SPbU Csmpus “Mikahylovskaya Dacha” hosts the UArctic Congress’s research session.

“Yesterday, we gathered in the SPbU’s historic building – today, in the state-of-the-art SPbU Campus. More than 500 Arctic researchers are here today, and they are planning to extensively discuss the Arctic and have 5,000 cups of coffee”, — said the University of the Arctic’s President Lars Kullerud in his opening speech.

The Congress had the penal reports of the following renowned scientists: Prof Thiede Jörn, Director of the “Palaeogeography and Geomorphology of Polar Countries and the World Ocean” laboratory, Prof Aleksandr Sergunin, Doctor of Political Sciences, Professor at SPbU, and  Prof Shinichiro Tabata from Hokkaido University, who is also an expert in the Russian economy. Prof Thiede Jörn, in his speech "The Mystery of the Geological History of the Arctic Ocean Sea Ice Cover", told about how the climate in the Northern Eurasia would change in future. Climate change has a major impact on the northern regions and oceans, both their populations and infrastructure. To foresee how biological and physical conditions will change and how it will influence the habitats of the indigenous peoples locally and globally, the scientists need to understand how fast the environment changed in the past, which can be achieved by geological reports. The sea ice cover, most sensitive to environmental changes, can advance our understanding of how these changes occur. The rivers in Siberia, almost without exception, flow into the Arctic Ocean; although little is said and written about their history and evolution, this data nevertheless is key to our understanding of how the sea ice cover formed. Furthermore, freshwater flow into the ocean causes northern hemisphere cooling. The reason is, as Prof Thiede Jörn reckons, a continental collision in the past. To reconstruct how the climate changes occur, SpbU scientists are carrying out extensive paleomorphological research projects in Eurasia, with a special focus on the history of the river Lena, East Siberia’s longest river, from its head to the place where it flows into the Laptev Sea.
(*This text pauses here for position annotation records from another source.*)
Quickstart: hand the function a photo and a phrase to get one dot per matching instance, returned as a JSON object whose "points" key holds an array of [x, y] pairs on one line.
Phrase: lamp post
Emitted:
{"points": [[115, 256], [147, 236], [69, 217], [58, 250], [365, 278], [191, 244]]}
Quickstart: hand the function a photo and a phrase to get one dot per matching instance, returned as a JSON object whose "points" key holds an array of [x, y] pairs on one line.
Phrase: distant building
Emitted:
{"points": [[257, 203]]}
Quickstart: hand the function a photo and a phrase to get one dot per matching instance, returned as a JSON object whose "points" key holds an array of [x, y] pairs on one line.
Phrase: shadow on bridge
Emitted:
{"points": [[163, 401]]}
The UArctic Congress’s five-day programme features conference sessions "Vulnerability of Arctic Environments", "Vulnerability of Arctic Societies", "Local & Traditional Knowledge", "Building Long-term Human Capacity", and "New Markets for the Arctic", as well as the UArctic’s Rector and student forums, a presentation of a unique book about geo-marine explorations, a number of master-classes for yourng scientists, scientific discussions and others. The UArctic Congress is planned to be held every four years.


Background Info:

The University of the Arctic (UArctic) is a cooperative network of 180 universities, colleges, research institutes and other organisations from 16 countries concerned with education and research in and about the North. UArctic builds and strengthens collective resources and collaborative infrastructure that enables member institutions to better serve their constituents and their regions. Through cooperation in education, research and outreach we enhance human capacity in the North, promote viable communities and sustainable economies, and forge global partnerships.